The second venture in which business, biology and environmental studies were brought together by Profs.  Banschbach and Letovsky began in the Spring of 2009.  For the entire semester, Prof. Letovsky’s section of the Business major capstone course, Business Policy and Strategic Management, met with a section of the Biology major’s Senior Seminar, taught by Prof. Banschbach.  The aim of these meetings was to form mixed business-biology teams who would prepare business plans for “green” business ideas, and submit them to the College’s Enterprise Plan Competition.  This interdisciplinary collaboration began with five joint sessions, where business students presented the basics of various aspects of business to the biology majors, and the biology majors presented the scientific issues behind major environmental problems.  The students were then formed into teams of 3-5, and over the course of the next several weeks, prepared business plans based on a “green” concept of their choice.  Ultimately, the combined business-biology sections generated five of the 30 plans submitted to the 2009 EPC, with two of them being selected to be among the five finalists.  One of these two, consisting of BU majors Cinzia Coppola and Brendan Clark, together with Biology major Mallory Norton, was selected as the winner of the 2009 event for their plan for a multi-purpose composting facility (see photo below). 
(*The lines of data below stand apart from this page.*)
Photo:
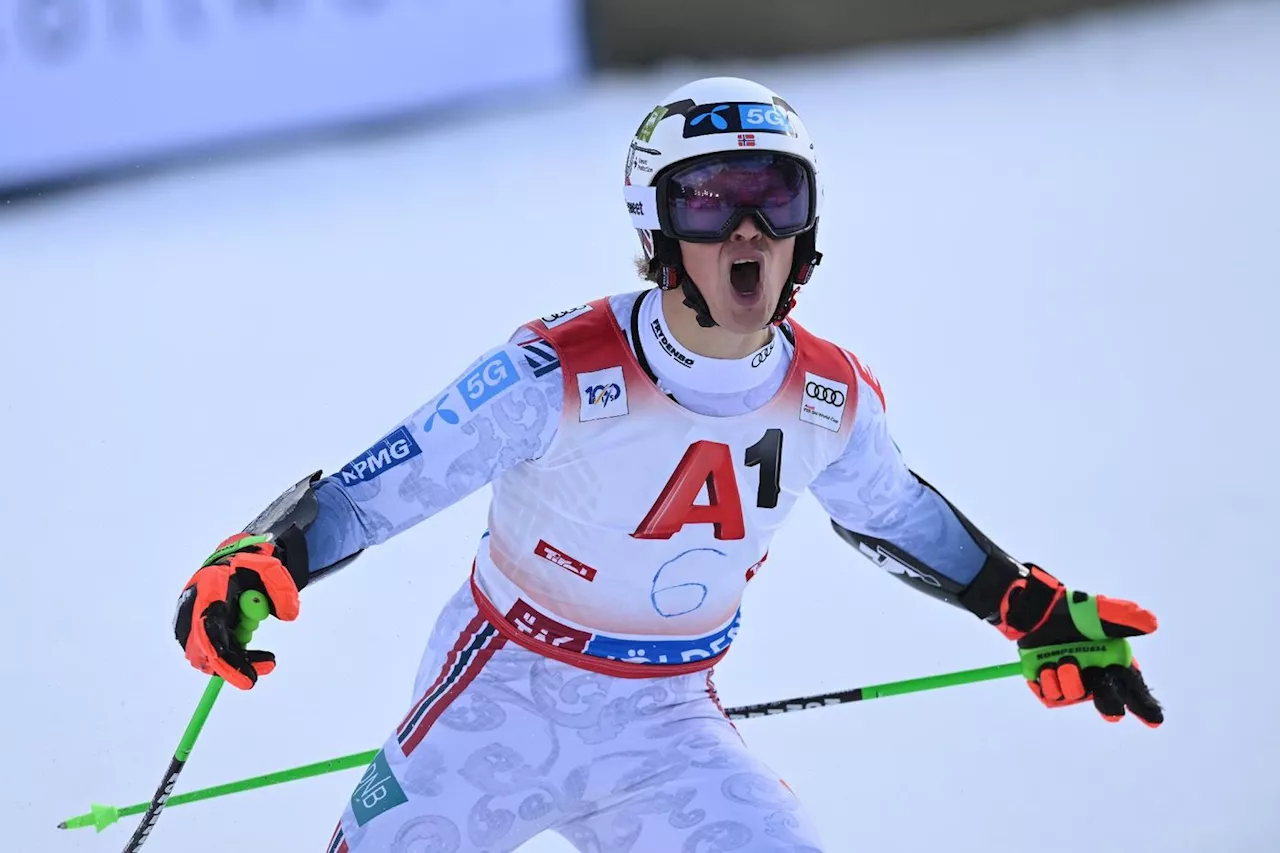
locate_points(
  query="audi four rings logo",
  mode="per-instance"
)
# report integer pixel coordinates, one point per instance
(824, 393)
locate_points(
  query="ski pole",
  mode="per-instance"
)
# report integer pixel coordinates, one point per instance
(103, 816)
(254, 610)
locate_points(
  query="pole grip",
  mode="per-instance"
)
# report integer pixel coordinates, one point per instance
(254, 612)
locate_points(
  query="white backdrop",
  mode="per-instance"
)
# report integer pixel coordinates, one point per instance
(86, 85)
(1055, 249)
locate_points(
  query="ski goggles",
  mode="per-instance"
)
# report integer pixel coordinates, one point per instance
(705, 201)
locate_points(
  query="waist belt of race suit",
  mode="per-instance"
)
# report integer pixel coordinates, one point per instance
(634, 657)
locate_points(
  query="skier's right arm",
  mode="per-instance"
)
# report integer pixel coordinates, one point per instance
(502, 410)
The business-biology project continued for the Spring 2010 and 2011 semesters, with teams from this initiative making into the EPC finals both years.  Profs. Letovsky and Banschbach have shared their experiences in this interdisciplinary project in three different venues.  A paper, “Developing ‘Green’ Business Plans:  Using Entrepreneurship to Teach Science to Business Administration Majors and Business to Biology majors” will appear in the Journal of College Science Teaching, this comingAugust. In the summer of 2010, Prof. Banschbach discussed this capstone collaboration in a panel session of the National Meeting of the Association of Environmental Studies and Sciences in Portland, Oregon.  And, Profs. Banschbach and Letovsky have also followed up on that panel by submitting the presented work to form part of a special issue focusing on innovations in environmental capstones in the new Journal of Environmental Studies and Sciences.